Cómo desenganchar a los niños de las pantallas

La pandemia ha propiciado un uso excesivo de la tecnología en muchos niños. Podemos tomar algunas medidas para ayudarles a superar esta dependencia que les genera las pantallas.

Durante los meses de confinamiento, debido a las circunstancias especiales que hemos vivido, muchos niños han estado expuestos a más horas de uso de tecnologías de las que serían aconsejables. Entre las clases, los deberes telemáticos, las conexiones con familiares y las horas de ocio, estos pequeños han acabado por depender en exceso de las pantallas.

No resulta extraño que tantos niños hayan caído bajo el influjo de éstas, también a los adultos nos sucede. Los brillos, los colores llamativos y la gratificación inmediata de la mayoría de las apps, son estímulos adictivos contra los que resulta muy difícil luchar.

Esta abundancia de incentivos emocionales ha acabado por provocar, en algunos niños, un enganche excesivo y perjudicial a todo tipo de tecnologías.
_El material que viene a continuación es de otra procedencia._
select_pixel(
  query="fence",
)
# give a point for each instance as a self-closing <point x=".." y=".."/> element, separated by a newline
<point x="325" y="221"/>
De hecho, a pesar de que haya llegado el buen tiempo y de que el confinamiento haya concluido, muchos niños y adolescentes no quieren salir de casa. No solo es que sientan miedo a la enfermedad o que les resulten engorrosas la medidas de prevención (necesarias), sino que también, tras tantos meses encerrados con las pantallas, han acabado organizando las rutinas de su vida a través de éstas. Se han acostumbrado a ellas y ahora, no desean abandonar sus nuevas costumbres ni dejar de recibir los estímulos que le proporcionan.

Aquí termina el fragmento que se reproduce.